Back in the 1980s, Eric Marcus traveled around America talking to pioneers of the LGBTQ movement for his ground-breaking book Making Gay History. Being meticulous, Marcus sought advice about the recording equipment he should use, and armed with the best that was available at the time, he came away with beautifully recorded interviews. Four decades later, those tapes form the core of one of the most moving podcasts around. Marcus’ voice crackles with an almost otherworldly kindness, and even though all too many of the episodes end with news that the subject passed away before the episode aired, their angry, funny, spirited voices ring through the decades loud and clear.

Natalie Haynes Stands Up for the Classics

This BBC podcast has done something I never thought possible—it made me wish I’d paid attention in Latin class. Haynes’ passion for the ancient world led her to abandon a career as a comedian, but Latin and Greek literature and history is a perfect fit for a stand-up’s sensibility. There’s a slight awkwardness to the show’s format—half soliloquy, half interview with classics professors—especially in the latest, pandemic-era episodes, which are recorded from Haynes’ apartment rather than in front of a live audience, but the content is so fascinating, I promise you’ll be reading Juvenal and Livy before you’ve finished the podcast’s back catalog.

Poem Talk

As you may have gathered by now, I like to listen to smart people engage with art and ideas. Poem Talk, recorded at the University of Pennsylvania’s Kelly Writers House, is the apotheosis of this format. Always delightfully informal—host Al Filreis helps the distinguished guests develop their ideas without ever resorting to EngLit jargon—this podcast always makes me feel smarter.
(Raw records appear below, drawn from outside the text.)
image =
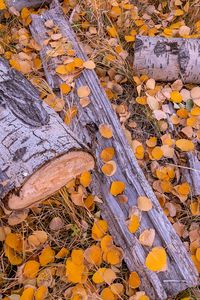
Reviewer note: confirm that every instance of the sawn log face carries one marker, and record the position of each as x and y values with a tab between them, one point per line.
181	272
31	133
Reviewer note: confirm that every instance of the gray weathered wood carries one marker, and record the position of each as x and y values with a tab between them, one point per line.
167	59
181	272
19	4
31	133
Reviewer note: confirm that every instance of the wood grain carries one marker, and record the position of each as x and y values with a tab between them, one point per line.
181	272
167	59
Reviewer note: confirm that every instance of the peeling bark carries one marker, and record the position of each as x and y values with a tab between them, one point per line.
167	59
19	4
33	137
181	272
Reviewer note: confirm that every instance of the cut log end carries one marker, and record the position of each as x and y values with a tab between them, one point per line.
50	178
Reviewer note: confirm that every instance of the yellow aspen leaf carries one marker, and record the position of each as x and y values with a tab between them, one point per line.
183	189
76	273
47	256
93	255
14	241
41	293
147	237
157	153
85	179
195	208
133	223
151	142
117	187
166	186
198	254
178	12
89	202
89	64
107	154
111	31
28	294
106	243
134	280
12	256
156	260
62	253
139	152
185	145
98	276
196	262
99	229
182	113
77	256
109	168
117	288
114	255
129	38
144	203
191	121
61	70
107	294
141	100
2	5
78	63
176	97
106	131
65	88
83	91
31	269
195	111
109	276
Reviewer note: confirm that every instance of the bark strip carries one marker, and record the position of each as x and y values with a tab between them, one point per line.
167	59
181	272
33	141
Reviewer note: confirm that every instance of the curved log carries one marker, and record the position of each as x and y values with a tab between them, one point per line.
38	153
167	59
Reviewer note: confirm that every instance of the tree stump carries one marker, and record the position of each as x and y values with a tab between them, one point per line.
38	153
181	272
167	59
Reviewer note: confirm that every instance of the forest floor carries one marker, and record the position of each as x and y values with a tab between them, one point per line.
37	245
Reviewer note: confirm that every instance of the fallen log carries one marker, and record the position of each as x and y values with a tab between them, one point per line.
167	59
19	4
181	272
38	153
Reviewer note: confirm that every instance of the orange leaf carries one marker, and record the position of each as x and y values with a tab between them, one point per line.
28	294
47	256
85	179
31	269
107	154
185	145
144	203
93	255
41	293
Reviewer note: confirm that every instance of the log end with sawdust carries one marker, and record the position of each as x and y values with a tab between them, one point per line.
181	272
38	153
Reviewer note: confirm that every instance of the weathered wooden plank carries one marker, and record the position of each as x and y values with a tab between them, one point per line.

It’s also the most effective poetry-marketing project ever devised.

The Pen Addict

Which came first, my stationery addiction or this podcast, which has aired more than 415 weekly episodes? As it happens, I’ve been a pen, paper, and pencil snob since childhood, and The Pen Addict makes that seem perfectly normal. Host Brad Dowdy, who runs a blog of the same name, is another lifelong stationery nerd, but over the show’s six-year run, he and co-host Myke Hurley have gone on a fountain-pen journey that has cost them both thousands of dollars. Rather them than me! I know what you’re asking: Can you really talk about pens for an hour every week. Oh, ye of little stationery. The answer is yes!

The Press Box

Given how obsessed journalists are with their own profession, media criticism is a surprisingly thin podcast category. The Ringer’s Bryan Curtis and David Shoemaker define their beat broadly—they talk about politics and sports and culture as well as how the media covers those things, and their willingness to talk baseball as well as MLB coverage prevents the show from slipping into inside-baseball tedium. The hosts are witty and wise, but it’s their obvious love of newspapers, magazines, and even train-wreck cable news networks that makes the show unmissable. Listening is like hanging out with two very old friends who love journalism and the weirdos who produce it even more than I do.

Today in Parliament

Since Today in Parliament appears on BBC Radio 4 every night when the U.K. House of Commons is in session, some might cavil with my describing it as a podcast. Those people need to take a listen to this masterpiece of daily deadline editing. Rest assured, you’ll always get the biggest debates of the day—but you’ll also hear from the House of Lords, and from parliamentary committee hearings. I know, I know, it sounds like a sleep aid. It is amazing!

Working

OK, I have to mention one Slate podcast. On Working, Rumaan Alam, Isaac Butler, and I talk to creative people about their jobs. How does an opera singer learn a new role? How does an actress find the perfect accent for her character? What does the director of a TV drama do all day?. Learn how novelists come up with plots, how composers get jobs and get paid, and how YouTube creators learn to look into the camera lens.